US Employment Remains Weak
By Peronet Despeignes in Washington
FT.com (Financial Times




July 08, 2003

Demand for new unemployment benefits rose in the US to a five-week high last week, in the latest sign that the US job market remains very weak.

The Labor Department said that first-time unemployment insurance claims rose to 439,000 last week from an upwardly revised 434,000 the previous week. Any figure above 400,000 is viewed by many economists as a sign of a shrinking job market. Claims have been above that level for most of this year.

The figures follow the department's monthly employment survey which found that the jobless rate jumped to a new nine-year high of 6.4 per cent last month from 6.1 per cent in May.

Economists are generally hopeful that previous tax cuts, interest rate cuts, oil price drops, the passage of war jitters and the stock market's rebound will set the stage for stronger economic growth.

But to date, US economic growth remains too slow and uncertain to match the growth of the labour force and productivity and coax US businesses into expanding their operations.

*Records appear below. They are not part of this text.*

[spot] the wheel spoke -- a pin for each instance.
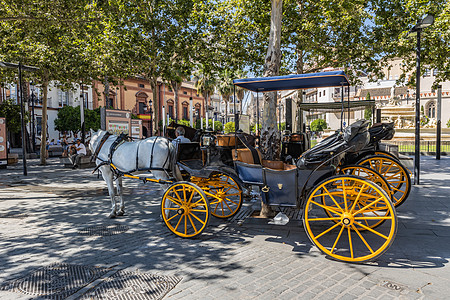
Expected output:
(172, 217)
(345, 195)
(328, 230)
(325, 219)
(329, 208)
(199, 219)
(373, 218)
(337, 239)
(362, 239)
(178, 196)
(368, 205)
(192, 223)
(350, 241)
(199, 210)
(231, 201)
(178, 222)
(371, 230)
(331, 196)
(357, 198)
(174, 200)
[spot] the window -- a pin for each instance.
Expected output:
(431, 109)
(63, 98)
(85, 99)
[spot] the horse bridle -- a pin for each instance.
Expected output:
(100, 145)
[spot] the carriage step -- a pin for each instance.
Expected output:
(243, 214)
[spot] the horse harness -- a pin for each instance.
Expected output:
(122, 138)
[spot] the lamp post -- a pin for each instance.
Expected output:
(33, 126)
(417, 29)
(150, 110)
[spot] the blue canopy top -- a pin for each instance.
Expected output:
(293, 82)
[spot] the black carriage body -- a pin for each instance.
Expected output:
(282, 187)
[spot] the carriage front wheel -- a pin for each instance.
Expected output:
(337, 215)
(185, 209)
(224, 194)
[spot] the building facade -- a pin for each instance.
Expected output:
(136, 95)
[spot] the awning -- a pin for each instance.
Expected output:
(293, 82)
(336, 106)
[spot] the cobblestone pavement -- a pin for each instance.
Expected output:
(41, 215)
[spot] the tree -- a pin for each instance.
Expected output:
(229, 127)
(11, 112)
(318, 125)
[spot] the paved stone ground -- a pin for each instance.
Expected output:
(45, 210)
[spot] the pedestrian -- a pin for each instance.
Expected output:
(81, 151)
(47, 147)
(65, 146)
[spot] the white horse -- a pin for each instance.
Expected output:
(129, 156)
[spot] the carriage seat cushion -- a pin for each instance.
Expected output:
(245, 155)
(189, 151)
(356, 135)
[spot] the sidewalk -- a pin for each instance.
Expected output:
(41, 217)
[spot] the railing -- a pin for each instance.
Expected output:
(425, 146)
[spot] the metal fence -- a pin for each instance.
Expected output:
(425, 146)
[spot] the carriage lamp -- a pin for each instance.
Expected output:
(206, 140)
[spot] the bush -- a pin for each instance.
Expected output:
(217, 125)
(253, 128)
(229, 127)
(318, 125)
(184, 122)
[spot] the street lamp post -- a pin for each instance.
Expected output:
(33, 126)
(417, 29)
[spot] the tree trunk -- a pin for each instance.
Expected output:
(106, 92)
(270, 137)
(175, 87)
(44, 119)
(155, 117)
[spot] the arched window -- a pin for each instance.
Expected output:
(430, 109)
(185, 105)
(141, 102)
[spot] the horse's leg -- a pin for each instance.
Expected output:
(121, 208)
(108, 177)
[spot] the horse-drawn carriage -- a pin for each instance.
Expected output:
(348, 212)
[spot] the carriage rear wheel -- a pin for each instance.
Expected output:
(395, 174)
(185, 209)
(223, 192)
(375, 177)
(344, 232)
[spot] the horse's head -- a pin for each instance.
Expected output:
(96, 137)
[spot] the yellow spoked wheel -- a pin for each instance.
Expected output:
(185, 209)
(342, 232)
(375, 177)
(395, 174)
(223, 192)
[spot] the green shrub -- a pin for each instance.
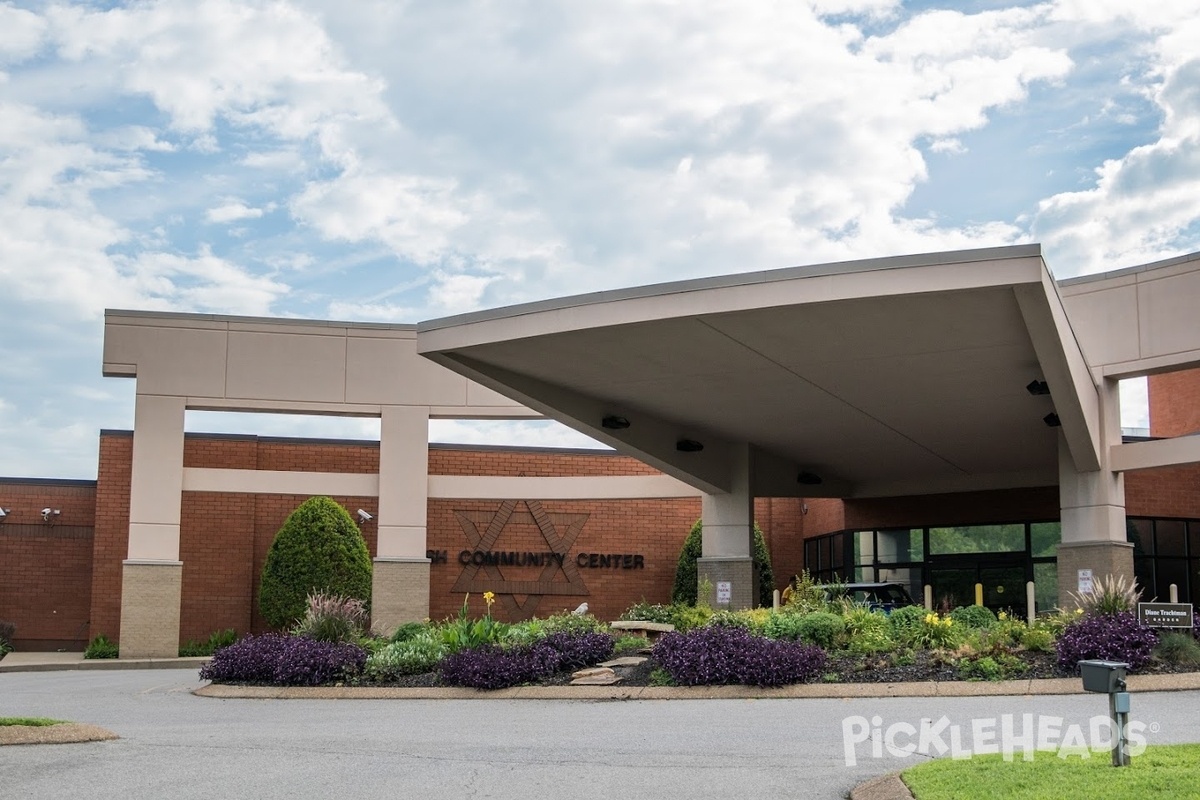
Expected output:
(1110, 595)
(318, 548)
(423, 651)
(569, 623)
(408, 630)
(999, 666)
(784, 626)
(976, 617)
(215, 642)
(867, 631)
(803, 595)
(821, 629)
(687, 578)
(333, 618)
(465, 632)
(645, 612)
(1175, 648)
(101, 647)
(906, 624)
(751, 619)
(1037, 639)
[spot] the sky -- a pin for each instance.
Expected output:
(395, 161)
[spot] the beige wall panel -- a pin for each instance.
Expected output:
(169, 360)
(1105, 323)
(157, 461)
(401, 541)
(478, 395)
(287, 367)
(388, 372)
(403, 469)
(1169, 313)
(154, 541)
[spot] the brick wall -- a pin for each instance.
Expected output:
(1174, 403)
(46, 573)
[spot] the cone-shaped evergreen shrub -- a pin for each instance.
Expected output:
(685, 571)
(318, 549)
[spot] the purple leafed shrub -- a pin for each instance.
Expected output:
(1111, 637)
(719, 655)
(580, 650)
(285, 661)
(490, 667)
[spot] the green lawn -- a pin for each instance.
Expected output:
(1162, 771)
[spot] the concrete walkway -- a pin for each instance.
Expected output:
(58, 661)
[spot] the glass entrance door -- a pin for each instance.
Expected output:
(1001, 575)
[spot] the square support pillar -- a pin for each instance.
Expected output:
(1102, 558)
(738, 572)
(400, 593)
(150, 599)
(403, 481)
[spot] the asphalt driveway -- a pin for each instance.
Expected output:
(177, 745)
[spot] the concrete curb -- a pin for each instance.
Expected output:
(30, 665)
(66, 733)
(886, 787)
(1182, 681)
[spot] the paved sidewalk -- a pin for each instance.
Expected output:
(60, 661)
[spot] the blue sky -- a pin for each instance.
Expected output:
(400, 161)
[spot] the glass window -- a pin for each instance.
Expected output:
(1045, 585)
(1045, 537)
(864, 547)
(900, 545)
(1169, 537)
(977, 539)
(1144, 572)
(1141, 534)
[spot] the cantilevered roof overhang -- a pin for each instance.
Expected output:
(883, 377)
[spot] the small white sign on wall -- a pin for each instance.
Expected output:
(724, 593)
(1085, 582)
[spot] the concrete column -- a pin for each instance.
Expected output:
(727, 542)
(401, 581)
(1092, 503)
(151, 576)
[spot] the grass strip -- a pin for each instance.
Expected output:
(1161, 771)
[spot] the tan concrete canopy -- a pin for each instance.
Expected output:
(881, 377)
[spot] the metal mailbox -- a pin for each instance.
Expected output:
(1105, 677)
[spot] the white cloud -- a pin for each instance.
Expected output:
(232, 211)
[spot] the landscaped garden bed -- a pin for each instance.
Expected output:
(811, 639)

The National Association of Business Economics, the largest group of corporate forecasters in the US, said earlier this week it expected growth to remain sluggish and for unemployment to rise for the rest of this year.

Stock prices, however, have jumped sharply over the past four months as investors have placed big bets on an eventual, sharp turnaround.

There were other arguably positive and preliminary economic signs in a separate department report on import prices.

The Labor Department said import prices jumped 0.8 per cent last month after a 0.8 per cent drop in May. Increases in non-fuel prices were the largest on record. Prices on imports of business equipment were the biggest in nearly four years.

The prices report suggested the US economy might be picking up steam and, with the help of the dollar's slide over the past year, warding off risks of deflation.